I know what you’re all thinking. Seriously, Radical?! Sonic 3 and not the second game?! And believe me, I know how much more iconic the second game is compared to the third and I will put the spotlight on that game sometime soon as well. But in terms of nostalgic value for me, the third installment of this well…once illustrious series is far higher than that of its predecessor.
I don’t know if there’s a game that I played longer and didn’t finish. I think I must’ve been around seven or eight when I first got the game, do you want to know how long it took me to finish the game? Until I was twelve years old. Now you’re thinking how bad was I at the game? I wasn’t terrible, actually it was really only the final boss I had trouble with. The other part is that I was so hellbent even at a young age to finish the entire game in one run without a game over. So actually whenever I game over’d, I started from the beginning again. I play the game nowadays and I struggle to get through the first couple levels without dying, when I was playing that game as a kid, Angel Island and Hydrocity at least were nothing short of speedrun worthy for me back then, not that I’d be competing with the best, but I was damn good then. After all, when you’re playing the same six levels time and time again, you start to remember where you need to be to get it done quickly.
For a game that featured only six levels, they were six fantastically designed levels. Angel Island continues the trend of the strong grassy first levels like Green Hill and Emerald Hill and yet has a really cool and frantic lead-up to the Act 2 boss with the airship bombing you from above. Hydrocity is your standard water level with tons of frustration in not being able to get to that bubble fast enough, but also has that cool section where you’re trying to get through a section underwater as fast as possible while a wall’s closing in on you. Marble Garden is probably the weakest of the levels, though the spinning drills and ropes that pull you up are a cool idea, the level just takes away a bit of the speed aspect of the game. Carnival Night is your classic silly over-the-top designed level with balloons you can use to gain height, pinball bumpers and the cylinders you have to use to get enough momentum down or up to get where you need to be. I was dumb back then and didn’t realizeI could just hold up and down on the D-pad, I would try and jump on the cylinder as if it was a physics puzzle. Ice Cap is quite possibly my favourite Sonic level of all-time with the sheer speed you can gain with the chunk of ice you ride down on. Lastly, there’s Launch Base which is a massive test of all you’ve learned from Sonic games, a lot of tough enemies, traps and many other things that intend on making your journey to the final boss a difficult one.
The one thing though that really separates this game apart from the other Sonic games is obviously the music. For those who don’t know, Micheal Jackson was intended to be involved in the game, but was removed from all credits after the sexual abuse allegations going on during that time. SEGA has often spoken about his involvement, stating that all the music he composed for the game (Carnival Night being one of them that we know of) was re-worked and any resemblance to Jackson’s music was not intended at all. Yet Ice Cap’s music, especially the bass line sounds a lot like it belongs in a re-mixed version of Smooth Criminal. The music in the game is still fantastic, I actually have it as the best game musically compared to all the others.
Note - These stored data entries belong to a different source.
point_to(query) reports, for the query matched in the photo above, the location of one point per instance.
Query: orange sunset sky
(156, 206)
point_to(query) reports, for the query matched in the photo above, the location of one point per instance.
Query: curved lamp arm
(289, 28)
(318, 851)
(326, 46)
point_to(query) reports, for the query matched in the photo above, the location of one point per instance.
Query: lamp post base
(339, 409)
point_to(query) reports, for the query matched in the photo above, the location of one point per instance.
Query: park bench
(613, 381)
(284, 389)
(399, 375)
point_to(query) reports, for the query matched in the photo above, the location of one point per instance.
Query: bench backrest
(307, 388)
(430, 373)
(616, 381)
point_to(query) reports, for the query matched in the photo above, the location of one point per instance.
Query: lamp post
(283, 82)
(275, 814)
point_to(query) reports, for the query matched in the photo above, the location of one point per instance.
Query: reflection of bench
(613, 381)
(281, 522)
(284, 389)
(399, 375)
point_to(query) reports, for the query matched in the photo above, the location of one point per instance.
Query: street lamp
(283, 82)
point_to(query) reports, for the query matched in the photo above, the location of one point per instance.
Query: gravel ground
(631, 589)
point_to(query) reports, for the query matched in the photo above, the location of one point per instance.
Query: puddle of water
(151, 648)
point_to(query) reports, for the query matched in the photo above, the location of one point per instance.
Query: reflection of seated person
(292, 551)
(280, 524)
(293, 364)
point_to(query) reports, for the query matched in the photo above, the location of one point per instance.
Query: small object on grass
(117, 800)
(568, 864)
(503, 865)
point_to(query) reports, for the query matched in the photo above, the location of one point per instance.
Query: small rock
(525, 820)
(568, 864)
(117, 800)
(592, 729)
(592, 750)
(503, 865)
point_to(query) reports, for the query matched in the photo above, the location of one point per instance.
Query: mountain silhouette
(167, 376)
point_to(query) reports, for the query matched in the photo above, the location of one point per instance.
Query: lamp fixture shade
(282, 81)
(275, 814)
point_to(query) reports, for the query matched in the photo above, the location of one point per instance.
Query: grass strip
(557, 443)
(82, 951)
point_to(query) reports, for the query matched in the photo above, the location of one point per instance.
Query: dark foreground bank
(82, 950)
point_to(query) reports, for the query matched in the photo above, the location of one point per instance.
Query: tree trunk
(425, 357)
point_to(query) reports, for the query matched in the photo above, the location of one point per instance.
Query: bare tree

Sonic games, in particular the SEGA Genesis games have a very special place in my heart when it comes to gaming nostalgia. The music again is top-notch, the majority of levels are super memorable, hell for me the game was so challenging as a kid that I played it happily for about 5 years before finally beating it, that’s crazy to me!
It’s just a damn shame that SEGA decided to go and fuck it all up with the current generation of Sonic games. And I had high hopes after Colors and Generations were both very fun games.